Pope Benedict XVI was a man who prayed without ceasing. That was very obvious during his years as a priest, bishop and as pope. It was especially summed up when he chose, due to the limitations of his health, to resign the papacy and to live his final days in prayer. In his monastery at the Vatican, he lived a life of communion with God, especially centered on the Eucharist. The celebration of the Eucharist and the adoration of the Eucharist were for Pope Benedict XVI the core of his spirituality, which drew him into deep communion with the Lord. He was obviously well aware of the communal nature of the Eucharist, and his life in the monastery drew him even more in communion through the Eucharist with the Church. Pope Benedict XVI loved the Eucharist, and this is well expressed in his magnificent apostolic exhortation, Sacramentum Caritatis. Here, he expresses that the “Substantial conversion of bread and wine into His body and blood introduces within creation the principle of radical change, a sort of ‘nuclear fission,’ to use an image familiar to us today, which penetrates to the heart of all being, a change meant to set off a process which transforms reality, a process leading ultimately to the transfiguration of the entire world, to the point where God will be all in all (cf. 1 Cor 15:28).” It was the Eucharist which gave Pope Benedict XVI the ability to pray without ceasing in all of the many aspects of his ministry and in his life of monastic prayer.
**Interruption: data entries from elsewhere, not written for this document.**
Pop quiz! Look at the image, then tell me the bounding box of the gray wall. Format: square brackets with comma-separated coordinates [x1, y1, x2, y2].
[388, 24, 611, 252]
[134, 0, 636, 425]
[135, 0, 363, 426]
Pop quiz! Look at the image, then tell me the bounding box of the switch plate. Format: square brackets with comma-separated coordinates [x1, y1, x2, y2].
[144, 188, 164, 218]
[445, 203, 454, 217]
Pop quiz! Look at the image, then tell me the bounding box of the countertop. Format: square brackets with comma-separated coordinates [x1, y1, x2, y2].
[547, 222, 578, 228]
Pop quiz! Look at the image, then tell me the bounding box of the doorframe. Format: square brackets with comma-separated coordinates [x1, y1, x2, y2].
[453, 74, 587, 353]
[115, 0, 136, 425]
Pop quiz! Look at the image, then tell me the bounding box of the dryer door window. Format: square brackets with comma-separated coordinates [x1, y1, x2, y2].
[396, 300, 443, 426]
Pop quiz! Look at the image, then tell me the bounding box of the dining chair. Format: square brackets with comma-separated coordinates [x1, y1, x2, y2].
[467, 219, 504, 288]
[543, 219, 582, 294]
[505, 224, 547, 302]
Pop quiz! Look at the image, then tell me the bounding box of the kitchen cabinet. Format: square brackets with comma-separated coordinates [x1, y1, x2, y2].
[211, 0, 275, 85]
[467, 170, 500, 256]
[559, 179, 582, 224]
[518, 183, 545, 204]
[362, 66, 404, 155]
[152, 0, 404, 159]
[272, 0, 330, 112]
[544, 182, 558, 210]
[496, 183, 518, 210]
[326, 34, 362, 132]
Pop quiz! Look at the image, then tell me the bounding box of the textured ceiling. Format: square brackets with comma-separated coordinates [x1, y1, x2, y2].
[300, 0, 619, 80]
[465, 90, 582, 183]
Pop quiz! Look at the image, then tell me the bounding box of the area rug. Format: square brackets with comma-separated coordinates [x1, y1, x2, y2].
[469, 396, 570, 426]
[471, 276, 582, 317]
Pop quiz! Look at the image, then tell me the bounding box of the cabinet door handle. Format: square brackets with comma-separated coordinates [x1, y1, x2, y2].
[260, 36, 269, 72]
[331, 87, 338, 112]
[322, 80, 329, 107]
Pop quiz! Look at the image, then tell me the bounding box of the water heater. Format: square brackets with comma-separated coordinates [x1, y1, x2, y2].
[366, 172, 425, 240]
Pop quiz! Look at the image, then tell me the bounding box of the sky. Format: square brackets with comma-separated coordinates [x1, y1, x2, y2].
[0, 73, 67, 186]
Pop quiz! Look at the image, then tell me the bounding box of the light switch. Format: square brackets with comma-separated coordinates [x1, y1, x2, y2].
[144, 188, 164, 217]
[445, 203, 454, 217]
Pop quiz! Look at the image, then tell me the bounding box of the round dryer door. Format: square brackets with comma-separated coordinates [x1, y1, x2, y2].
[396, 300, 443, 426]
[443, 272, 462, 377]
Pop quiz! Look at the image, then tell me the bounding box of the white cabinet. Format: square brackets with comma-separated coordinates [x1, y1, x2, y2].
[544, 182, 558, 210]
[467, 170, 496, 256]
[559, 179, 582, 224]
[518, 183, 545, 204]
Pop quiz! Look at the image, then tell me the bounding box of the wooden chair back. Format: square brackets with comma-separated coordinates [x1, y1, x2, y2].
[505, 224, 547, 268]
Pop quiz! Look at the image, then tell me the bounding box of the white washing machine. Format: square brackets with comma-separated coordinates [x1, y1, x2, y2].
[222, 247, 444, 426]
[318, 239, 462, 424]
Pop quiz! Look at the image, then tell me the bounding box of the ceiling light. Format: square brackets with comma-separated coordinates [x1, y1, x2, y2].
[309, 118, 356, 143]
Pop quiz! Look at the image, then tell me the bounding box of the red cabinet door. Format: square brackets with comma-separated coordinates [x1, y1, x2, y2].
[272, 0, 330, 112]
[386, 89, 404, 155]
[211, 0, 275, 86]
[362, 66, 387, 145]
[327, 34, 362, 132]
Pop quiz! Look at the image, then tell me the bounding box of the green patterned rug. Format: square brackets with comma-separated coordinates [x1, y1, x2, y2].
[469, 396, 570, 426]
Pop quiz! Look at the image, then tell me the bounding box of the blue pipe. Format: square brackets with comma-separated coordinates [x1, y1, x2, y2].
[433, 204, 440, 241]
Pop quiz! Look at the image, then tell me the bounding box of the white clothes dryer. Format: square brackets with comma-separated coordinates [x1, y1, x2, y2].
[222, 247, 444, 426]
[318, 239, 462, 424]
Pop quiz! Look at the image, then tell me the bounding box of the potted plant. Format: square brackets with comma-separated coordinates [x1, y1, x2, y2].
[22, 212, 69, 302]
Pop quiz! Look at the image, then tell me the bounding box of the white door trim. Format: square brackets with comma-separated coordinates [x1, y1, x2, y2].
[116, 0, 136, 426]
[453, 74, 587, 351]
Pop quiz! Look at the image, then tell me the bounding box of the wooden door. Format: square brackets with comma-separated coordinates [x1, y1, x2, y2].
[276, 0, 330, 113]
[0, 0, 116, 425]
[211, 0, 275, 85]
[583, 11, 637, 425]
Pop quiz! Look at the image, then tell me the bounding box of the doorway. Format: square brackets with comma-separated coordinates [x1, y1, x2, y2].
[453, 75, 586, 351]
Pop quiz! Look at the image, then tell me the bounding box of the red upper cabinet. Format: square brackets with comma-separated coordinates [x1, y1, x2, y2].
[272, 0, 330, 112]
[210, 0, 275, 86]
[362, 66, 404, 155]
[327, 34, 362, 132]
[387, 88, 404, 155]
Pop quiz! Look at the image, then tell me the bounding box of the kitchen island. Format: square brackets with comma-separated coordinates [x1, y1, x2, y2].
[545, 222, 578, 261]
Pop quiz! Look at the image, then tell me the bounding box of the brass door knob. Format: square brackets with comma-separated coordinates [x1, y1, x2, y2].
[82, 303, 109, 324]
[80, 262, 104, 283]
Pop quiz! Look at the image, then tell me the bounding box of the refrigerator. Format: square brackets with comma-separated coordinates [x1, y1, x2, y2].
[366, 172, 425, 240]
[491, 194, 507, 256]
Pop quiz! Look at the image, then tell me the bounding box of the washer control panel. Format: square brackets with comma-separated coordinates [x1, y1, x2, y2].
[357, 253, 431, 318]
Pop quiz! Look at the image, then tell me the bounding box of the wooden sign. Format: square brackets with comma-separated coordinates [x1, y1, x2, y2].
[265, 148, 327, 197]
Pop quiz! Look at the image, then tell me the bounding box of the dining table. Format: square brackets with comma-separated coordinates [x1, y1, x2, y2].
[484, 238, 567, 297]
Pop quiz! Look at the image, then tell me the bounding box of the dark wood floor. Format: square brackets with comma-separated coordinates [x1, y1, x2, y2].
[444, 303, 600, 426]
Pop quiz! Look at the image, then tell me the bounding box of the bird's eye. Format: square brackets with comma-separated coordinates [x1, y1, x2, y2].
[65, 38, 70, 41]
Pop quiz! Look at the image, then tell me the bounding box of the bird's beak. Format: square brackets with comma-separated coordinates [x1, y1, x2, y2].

Because of his deep prayer life and union with the Lord, Pope Benedict XVI was a man of interior joy. It is well to reflect upon the joy that is present in someone who possesses peace because of a deep relationship with the Lord. This peace is naturally expressed to others, not necessarily by exterior signs but by the peace which another feels in the presence of a joyful person. In his final work, What is Christianity, which he completed in his monastic retirement but was not published until after his passing, Pope Benedict said, “Let us proclaim Jesus Christ, not in order to gain as many members as possible for a community, much less for the sake of power. Let us speak about him because we feel that we must hand on this joy that was given to us. We will be credible announcers of Jesus Christ when we have truly encountered him in the depths of our being.” This was the joy that Benedict possessed and handed on through his deep life of union with the Lord in prayer.

Pope Benedict XVI was a man of gratitude to God. He expressed his gratitude in many ways but especially by being the person God had made him to be and using the talents which were given to him. On the occasion of the celebration of his 90th birthday in the Vatican gardens of his monastery residence, Pope Benedict said, “My heart is full of gratitude for the 90 years that God has given me. There have been trials and hard times, but always He has guided me and rescued me, so I can continue my journey.” He accepted what came to him in life with gratitude to God, knowing that God was with him and would never let him down. How much our world today needs the spirit of gratitude which will enable us to recognize God and share His blessings with all those He has given to us.

The Vatican recently announced that it will publish a collection of the Sunday homilies which Pope Benedict XVI gave at the Masses he celebrated at the monastery for his household. While the date for the publication has not been announced, the homilies will truly be a rich source of continuing insight into the depths of Pope Benedict XVI’s spirituality and his prayer, joy and gratitude.

Again, in the words of Pope Francis, “May Pope Benedict XVI, who wisely and lovingly served the Church, for whom we feel such affection, gratitude and admiration, continue to bless us and accompany us from heaven, as we continue our journey to God.”